The Miami-Dade State Attorney's Office is seeking the death penalty against Jorge and Carmen Barahona, charged with murdering Nubia, 10, and torturing her twin brother. Prosecutors say the couple beat, starved and tortured the twins for months inside their West Miami-Dade home.

Nubia's decomposing body, soaked in chemicals, was discovered on Valentine's Day 2011 in the back of Jorge Barahona's pickup truck alongside Interstate 95 in West Palm Beach. Doused in chemicals, Victor was alive but badly injured.

Jorge Barahona was passed out nearby.

On Monday, Miami-Dade prosecutors released caregiver Katia Garcia's audio-recorded statement, in which she shared with investigators Victor's heartfelt and shocking account of the twins' treatment at the hands of their adopted father.

Garcia recalled Victor's attention to detail in sharing memories of his own abuse. But when it came to his slain sister, the boy was beset with agony.

"He stutters when he talks. He can't finish his sentences," Garcia told investigators in the June statement. "He has nervous twitches with his eyes. He had one with his mouth. He doesn't want to talk about what his sister went through."

Victor remained hospitalized for several weeks before moving in with Garcia under foster care. He has since been sent to live with an uncle in Texas.

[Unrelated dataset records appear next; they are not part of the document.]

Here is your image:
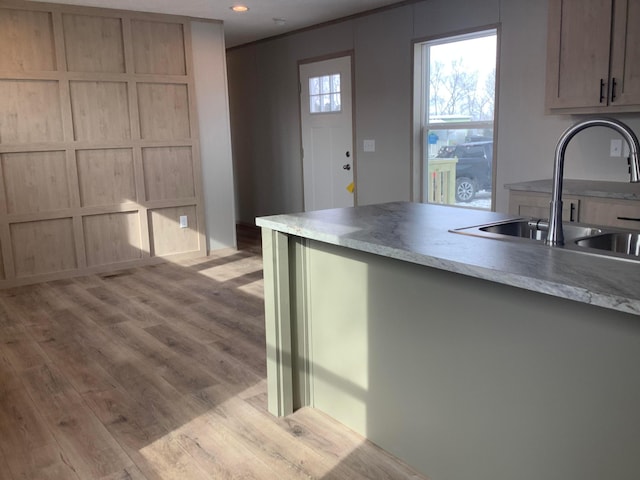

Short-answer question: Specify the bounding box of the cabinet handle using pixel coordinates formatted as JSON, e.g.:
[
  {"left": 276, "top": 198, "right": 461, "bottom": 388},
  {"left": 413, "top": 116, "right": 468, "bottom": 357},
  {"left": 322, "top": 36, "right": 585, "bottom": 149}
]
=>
[
  {"left": 570, "top": 203, "right": 576, "bottom": 222},
  {"left": 617, "top": 216, "right": 640, "bottom": 222},
  {"left": 611, "top": 77, "right": 617, "bottom": 102},
  {"left": 600, "top": 79, "right": 606, "bottom": 103}
]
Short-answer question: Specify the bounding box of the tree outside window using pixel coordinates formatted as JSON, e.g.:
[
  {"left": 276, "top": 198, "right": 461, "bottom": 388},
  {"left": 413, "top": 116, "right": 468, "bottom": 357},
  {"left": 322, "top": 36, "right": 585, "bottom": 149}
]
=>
[{"left": 418, "top": 30, "right": 498, "bottom": 209}]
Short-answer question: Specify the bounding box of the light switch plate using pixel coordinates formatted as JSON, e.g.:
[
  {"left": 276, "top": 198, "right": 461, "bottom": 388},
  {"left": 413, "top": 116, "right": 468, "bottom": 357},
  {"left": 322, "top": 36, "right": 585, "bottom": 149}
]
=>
[
  {"left": 179, "top": 215, "right": 188, "bottom": 228},
  {"left": 363, "top": 139, "right": 375, "bottom": 152},
  {"left": 610, "top": 138, "right": 623, "bottom": 157}
]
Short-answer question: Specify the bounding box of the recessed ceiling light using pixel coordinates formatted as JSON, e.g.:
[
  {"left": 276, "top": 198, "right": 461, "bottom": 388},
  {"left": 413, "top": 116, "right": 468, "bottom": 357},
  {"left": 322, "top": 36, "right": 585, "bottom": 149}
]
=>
[{"left": 231, "top": 5, "right": 249, "bottom": 12}]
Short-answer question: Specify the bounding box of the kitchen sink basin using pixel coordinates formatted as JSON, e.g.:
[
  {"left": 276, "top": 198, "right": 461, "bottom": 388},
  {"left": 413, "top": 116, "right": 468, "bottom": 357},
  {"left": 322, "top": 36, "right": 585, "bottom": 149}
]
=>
[
  {"left": 575, "top": 232, "right": 640, "bottom": 256},
  {"left": 479, "top": 220, "right": 547, "bottom": 240},
  {"left": 478, "top": 220, "right": 602, "bottom": 242},
  {"left": 451, "top": 217, "right": 640, "bottom": 262}
]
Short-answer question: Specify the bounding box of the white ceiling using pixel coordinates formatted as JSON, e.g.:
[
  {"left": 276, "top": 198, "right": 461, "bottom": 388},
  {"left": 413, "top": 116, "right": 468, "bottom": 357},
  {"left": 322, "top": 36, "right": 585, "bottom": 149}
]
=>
[{"left": 31, "top": 0, "right": 405, "bottom": 47}]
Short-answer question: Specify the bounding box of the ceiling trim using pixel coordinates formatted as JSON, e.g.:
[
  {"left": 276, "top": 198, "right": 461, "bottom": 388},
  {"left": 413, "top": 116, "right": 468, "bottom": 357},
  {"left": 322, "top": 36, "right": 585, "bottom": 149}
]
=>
[{"left": 226, "top": 0, "right": 421, "bottom": 51}]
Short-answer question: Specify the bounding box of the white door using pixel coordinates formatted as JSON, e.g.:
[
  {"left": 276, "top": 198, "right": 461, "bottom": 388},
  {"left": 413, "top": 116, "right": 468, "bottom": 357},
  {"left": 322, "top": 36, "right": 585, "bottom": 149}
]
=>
[{"left": 300, "top": 56, "right": 354, "bottom": 211}]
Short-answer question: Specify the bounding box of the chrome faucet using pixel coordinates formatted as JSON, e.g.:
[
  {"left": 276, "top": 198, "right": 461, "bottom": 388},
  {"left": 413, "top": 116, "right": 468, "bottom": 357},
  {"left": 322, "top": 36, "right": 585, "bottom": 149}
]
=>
[{"left": 545, "top": 118, "right": 640, "bottom": 246}]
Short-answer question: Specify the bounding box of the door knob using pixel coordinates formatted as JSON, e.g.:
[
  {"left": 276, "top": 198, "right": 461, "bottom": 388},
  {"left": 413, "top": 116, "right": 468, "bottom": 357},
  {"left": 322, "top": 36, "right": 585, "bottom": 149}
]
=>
[
  {"left": 346, "top": 151, "right": 351, "bottom": 157},
  {"left": 343, "top": 164, "right": 351, "bottom": 171}
]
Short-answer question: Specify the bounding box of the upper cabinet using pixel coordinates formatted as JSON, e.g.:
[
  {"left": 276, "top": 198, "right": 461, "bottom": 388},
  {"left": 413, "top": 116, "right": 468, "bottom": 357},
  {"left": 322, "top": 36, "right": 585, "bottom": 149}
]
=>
[
  {"left": 546, "top": 0, "right": 640, "bottom": 113},
  {"left": 610, "top": 0, "right": 640, "bottom": 106}
]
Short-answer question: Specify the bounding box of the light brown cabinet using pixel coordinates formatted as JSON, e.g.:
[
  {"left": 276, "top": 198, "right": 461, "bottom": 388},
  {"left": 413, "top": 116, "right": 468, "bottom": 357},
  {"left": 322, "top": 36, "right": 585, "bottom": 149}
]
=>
[
  {"left": 509, "top": 190, "right": 640, "bottom": 228},
  {"left": 509, "top": 191, "right": 581, "bottom": 222},
  {"left": 546, "top": 0, "right": 640, "bottom": 113},
  {"left": 580, "top": 197, "right": 640, "bottom": 228}
]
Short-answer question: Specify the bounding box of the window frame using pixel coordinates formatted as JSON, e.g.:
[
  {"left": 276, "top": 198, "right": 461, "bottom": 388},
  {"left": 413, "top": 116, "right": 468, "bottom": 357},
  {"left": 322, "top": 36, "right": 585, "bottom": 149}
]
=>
[{"left": 412, "top": 27, "right": 500, "bottom": 210}]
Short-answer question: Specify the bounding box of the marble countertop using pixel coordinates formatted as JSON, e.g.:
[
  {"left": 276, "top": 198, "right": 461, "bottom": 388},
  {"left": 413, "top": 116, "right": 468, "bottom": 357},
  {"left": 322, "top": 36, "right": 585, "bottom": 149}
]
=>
[
  {"left": 256, "top": 202, "right": 640, "bottom": 316},
  {"left": 505, "top": 179, "right": 640, "bottom": 200}
]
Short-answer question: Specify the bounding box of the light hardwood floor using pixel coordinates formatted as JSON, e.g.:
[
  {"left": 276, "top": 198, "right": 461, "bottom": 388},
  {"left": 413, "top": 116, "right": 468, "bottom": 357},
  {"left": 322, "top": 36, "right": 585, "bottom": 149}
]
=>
[{"left": 0, "top": 226, "right": 427, "bottom": 480}]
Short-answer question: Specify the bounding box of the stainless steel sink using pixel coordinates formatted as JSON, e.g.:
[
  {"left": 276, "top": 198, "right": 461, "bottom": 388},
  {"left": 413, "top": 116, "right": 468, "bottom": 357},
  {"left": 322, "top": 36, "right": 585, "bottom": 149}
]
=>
[
  {"left": 454, "top": 219, "right": 602, "bottom": 242},
  {"left": 478, "top": 220, "right": 601, "bottom": 242},
  {"left": 450, "top": 217, "right": 640, "bottom": 262},
  {"left": 479, "top": 220, "right": 547, "bottom": 240},
  {"left": 575, "top": 232, "right": 640, "bottom": 256}
]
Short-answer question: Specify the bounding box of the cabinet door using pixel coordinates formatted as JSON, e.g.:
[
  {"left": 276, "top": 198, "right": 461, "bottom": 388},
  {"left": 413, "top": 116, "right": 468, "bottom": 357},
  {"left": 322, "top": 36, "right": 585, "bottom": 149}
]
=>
[
  {"left": 545, "top": 0, "right": 613, "bottom": 110},
  {"left": 609, "top": 0, "right": 640, "bottom": 106},
  {"left": 580, "top": 197, "right": 640, "bottom": 228},
  {"left": 509, "top": 191, "right": 580, "bottom": 222}
]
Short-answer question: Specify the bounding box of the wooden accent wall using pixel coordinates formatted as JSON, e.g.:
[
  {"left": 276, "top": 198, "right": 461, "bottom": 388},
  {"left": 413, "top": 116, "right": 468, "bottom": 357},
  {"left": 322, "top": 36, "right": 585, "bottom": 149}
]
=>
[{"left": 0, "top": 1, "right": 206, "bottom": 287}]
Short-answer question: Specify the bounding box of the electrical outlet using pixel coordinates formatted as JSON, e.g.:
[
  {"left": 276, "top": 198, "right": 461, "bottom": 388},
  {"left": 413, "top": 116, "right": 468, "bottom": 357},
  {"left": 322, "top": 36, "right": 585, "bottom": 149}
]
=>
[
  {"left": 610, "top": 138, "right": 623, "bottom": 157},
  {"left": 179, "top": 215, "right": 188, "bottom": 228}
]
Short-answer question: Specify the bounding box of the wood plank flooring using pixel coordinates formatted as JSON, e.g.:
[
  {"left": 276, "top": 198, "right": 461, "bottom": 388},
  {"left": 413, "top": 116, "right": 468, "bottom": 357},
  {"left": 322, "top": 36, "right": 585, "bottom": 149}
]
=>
[{"left": 0, "top": 226, "right": 427, "bottom": 480}]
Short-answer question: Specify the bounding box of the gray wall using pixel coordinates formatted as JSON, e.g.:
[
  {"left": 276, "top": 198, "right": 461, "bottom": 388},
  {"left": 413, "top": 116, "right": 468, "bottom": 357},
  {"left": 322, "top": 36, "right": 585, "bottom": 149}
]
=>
[
  {"left": 228, "top": 0, "right": 640, "bottom": 224},
  {"left": 192, "top": 20, "right": 237, "bottom": 250}
]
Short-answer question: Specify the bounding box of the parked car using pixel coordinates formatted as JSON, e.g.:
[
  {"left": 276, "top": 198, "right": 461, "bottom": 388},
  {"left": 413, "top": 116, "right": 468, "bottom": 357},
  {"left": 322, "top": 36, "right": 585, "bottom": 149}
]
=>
[{"left": 436, "top": 140, "right": 493, "bottom": 202}]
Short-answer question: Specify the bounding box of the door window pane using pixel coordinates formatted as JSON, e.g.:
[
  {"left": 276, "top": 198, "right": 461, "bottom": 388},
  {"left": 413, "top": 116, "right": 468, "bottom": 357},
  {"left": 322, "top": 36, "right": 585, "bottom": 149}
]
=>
[{"left": 309, "top": 73, "right": 341, "bottom": 113}]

Prosecutors are not publicly releasing Victor's statements to police, so Garcia's statement offers the most vivid details of the alleged torture suffered by the twins inside the Barahona home.

In the months after the incident, the effects of Victor's ordeal were clear, Garcia told Miami-Dade detectives.

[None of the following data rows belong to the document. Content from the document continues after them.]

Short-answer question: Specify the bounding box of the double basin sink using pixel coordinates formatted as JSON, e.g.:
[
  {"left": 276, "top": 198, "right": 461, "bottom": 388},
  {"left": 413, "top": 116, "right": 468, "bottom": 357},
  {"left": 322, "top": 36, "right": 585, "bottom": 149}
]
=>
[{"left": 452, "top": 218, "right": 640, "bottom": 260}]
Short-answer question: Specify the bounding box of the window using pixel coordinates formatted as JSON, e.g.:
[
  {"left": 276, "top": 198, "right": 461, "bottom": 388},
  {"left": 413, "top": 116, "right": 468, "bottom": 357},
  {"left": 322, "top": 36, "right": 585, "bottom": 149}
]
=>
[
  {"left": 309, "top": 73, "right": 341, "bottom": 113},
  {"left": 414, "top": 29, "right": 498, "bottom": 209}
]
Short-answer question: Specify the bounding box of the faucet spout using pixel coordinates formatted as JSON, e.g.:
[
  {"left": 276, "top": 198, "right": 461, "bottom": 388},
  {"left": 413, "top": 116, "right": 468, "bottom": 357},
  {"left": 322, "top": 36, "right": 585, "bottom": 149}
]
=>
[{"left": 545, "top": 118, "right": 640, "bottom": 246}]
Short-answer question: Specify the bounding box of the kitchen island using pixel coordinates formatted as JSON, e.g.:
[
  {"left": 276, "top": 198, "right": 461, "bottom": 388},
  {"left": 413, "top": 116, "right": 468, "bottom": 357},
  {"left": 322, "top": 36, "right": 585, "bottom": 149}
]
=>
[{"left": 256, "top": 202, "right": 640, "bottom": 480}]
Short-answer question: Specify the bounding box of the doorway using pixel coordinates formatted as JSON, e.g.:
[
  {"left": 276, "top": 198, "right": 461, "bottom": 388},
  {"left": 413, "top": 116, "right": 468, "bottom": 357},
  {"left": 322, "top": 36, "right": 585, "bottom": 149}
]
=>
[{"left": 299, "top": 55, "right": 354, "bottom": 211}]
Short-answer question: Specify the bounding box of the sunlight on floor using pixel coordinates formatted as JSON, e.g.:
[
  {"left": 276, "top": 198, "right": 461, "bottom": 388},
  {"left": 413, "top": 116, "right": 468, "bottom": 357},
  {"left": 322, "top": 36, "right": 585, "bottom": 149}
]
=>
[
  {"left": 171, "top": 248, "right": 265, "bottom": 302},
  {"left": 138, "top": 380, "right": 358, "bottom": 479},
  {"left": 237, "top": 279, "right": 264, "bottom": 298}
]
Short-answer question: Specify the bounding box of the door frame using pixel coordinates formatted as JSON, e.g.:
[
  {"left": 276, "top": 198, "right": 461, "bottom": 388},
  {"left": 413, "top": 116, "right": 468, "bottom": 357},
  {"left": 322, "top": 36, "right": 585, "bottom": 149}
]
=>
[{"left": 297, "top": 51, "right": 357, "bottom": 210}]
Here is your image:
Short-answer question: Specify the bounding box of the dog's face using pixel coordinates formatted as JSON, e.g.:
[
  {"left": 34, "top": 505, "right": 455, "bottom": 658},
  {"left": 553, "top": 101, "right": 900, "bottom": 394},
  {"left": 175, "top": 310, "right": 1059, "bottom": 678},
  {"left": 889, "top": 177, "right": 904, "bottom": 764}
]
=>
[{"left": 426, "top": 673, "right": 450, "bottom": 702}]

He had been so starved that he wolfed down food quickly in the beginning of his new life.

"He wouldn't eat with silverware," Garcia said. "He'd eat with his mouth open. He wouldn't wash his hands."

The memories of abuse trickled out slowly and spontaneously, triggered by mundane events.

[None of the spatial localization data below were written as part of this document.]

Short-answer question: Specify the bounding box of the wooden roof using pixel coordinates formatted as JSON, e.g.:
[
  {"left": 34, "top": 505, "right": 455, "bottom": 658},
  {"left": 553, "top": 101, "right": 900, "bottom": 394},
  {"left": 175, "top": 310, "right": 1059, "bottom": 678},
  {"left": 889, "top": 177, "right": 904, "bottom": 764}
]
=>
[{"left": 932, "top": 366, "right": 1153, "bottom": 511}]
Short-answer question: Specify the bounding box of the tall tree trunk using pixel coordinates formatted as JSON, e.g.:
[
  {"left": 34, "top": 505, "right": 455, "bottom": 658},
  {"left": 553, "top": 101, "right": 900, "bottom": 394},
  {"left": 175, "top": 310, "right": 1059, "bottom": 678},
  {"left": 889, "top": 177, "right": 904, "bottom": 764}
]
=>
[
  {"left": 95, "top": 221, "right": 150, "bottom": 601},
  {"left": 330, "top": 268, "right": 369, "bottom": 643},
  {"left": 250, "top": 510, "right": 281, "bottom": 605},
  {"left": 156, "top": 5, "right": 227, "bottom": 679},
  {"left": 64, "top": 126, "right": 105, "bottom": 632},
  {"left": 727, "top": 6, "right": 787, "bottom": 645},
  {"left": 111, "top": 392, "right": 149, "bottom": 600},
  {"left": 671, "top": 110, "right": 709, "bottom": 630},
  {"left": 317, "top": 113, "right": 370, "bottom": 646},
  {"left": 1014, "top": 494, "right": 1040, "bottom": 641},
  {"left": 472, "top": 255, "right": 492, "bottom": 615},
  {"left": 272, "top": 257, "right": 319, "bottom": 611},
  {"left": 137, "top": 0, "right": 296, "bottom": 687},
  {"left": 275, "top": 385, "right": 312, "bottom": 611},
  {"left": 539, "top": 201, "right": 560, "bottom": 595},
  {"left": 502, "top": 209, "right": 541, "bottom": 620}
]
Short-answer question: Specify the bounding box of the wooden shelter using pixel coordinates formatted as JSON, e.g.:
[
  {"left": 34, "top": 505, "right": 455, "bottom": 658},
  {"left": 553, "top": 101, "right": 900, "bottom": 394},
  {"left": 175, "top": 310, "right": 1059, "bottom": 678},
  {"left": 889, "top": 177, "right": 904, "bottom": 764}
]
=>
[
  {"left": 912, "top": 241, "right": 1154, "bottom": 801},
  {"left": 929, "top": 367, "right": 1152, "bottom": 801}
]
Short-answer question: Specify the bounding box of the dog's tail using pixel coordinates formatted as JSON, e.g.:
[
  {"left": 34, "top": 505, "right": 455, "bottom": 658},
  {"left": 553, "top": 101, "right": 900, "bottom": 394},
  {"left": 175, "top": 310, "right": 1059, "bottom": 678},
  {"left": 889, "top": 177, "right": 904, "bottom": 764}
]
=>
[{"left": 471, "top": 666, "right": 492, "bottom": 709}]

Once, Victor noticed Garcia applying false eyelashes — and he recalled how his own fell out after Jorge Barahona glued the boy's eyes shut. Another time, Victor saw Garcia's husband filling a pitcher with ice and he remembered the icy dousings in the bathtub.

The narrative he built was calculated and cruel.

Victor did not relate any episodes of physical abuse specifically by Carmen Barahona, but noted that "she used to call him names ... every bad word I can think of," Garcia said.

Jorge Barahona — Victor always called him "my father" — called him names, too, but went beyond verbal abuse, according to Garcia's statement.

Victor showed her how he and Nubia would be hogtied or bound by the wrists and ankles, usually with rope, tape or wire. Often, he was forced to put his hands underneath his legs with his body contorted into a hunched twisted ball that left him barely able to walk when freed.

The father shaved his and Nubia's hair. Once, Jorge Barahona whipped him with a mop handle so wickedly that it left a large scar on his head. To this day, the boy is self-conscious about cutting his hair too short, lest the mark be visible, Garcia said.

A large scar on Victor's lip was a result of a punch from Jorge Barahona. His back, too, bore witness to whippings and even the edges of his mouth showed signs of a sock being tied around his lips to silence him.

Also, "his father used to pour hot sauce in his eyes, nose and mouth," Garcia said.

Jorge Barahona showed no affection for the twins, Victor told Garcia, and the boy could not fight back against the thickly built man.

His sister's condition haunted the boy. Victor recalled a big scab that covered nearly her entire forehead. He recalled Jorge Barahona dipping the girl's feet in "Clorox or Pine-Sol."

When Nubia disappeared, Jorge Barahona told him that she had moved away.

On his birthday — which was her birthday also — he "had a hard time" and cried several times, Garcia said.

Said Garcia: "He missed her and he thinks about her."

Jorge Barahona's attorney could not be reached for comment on Monday.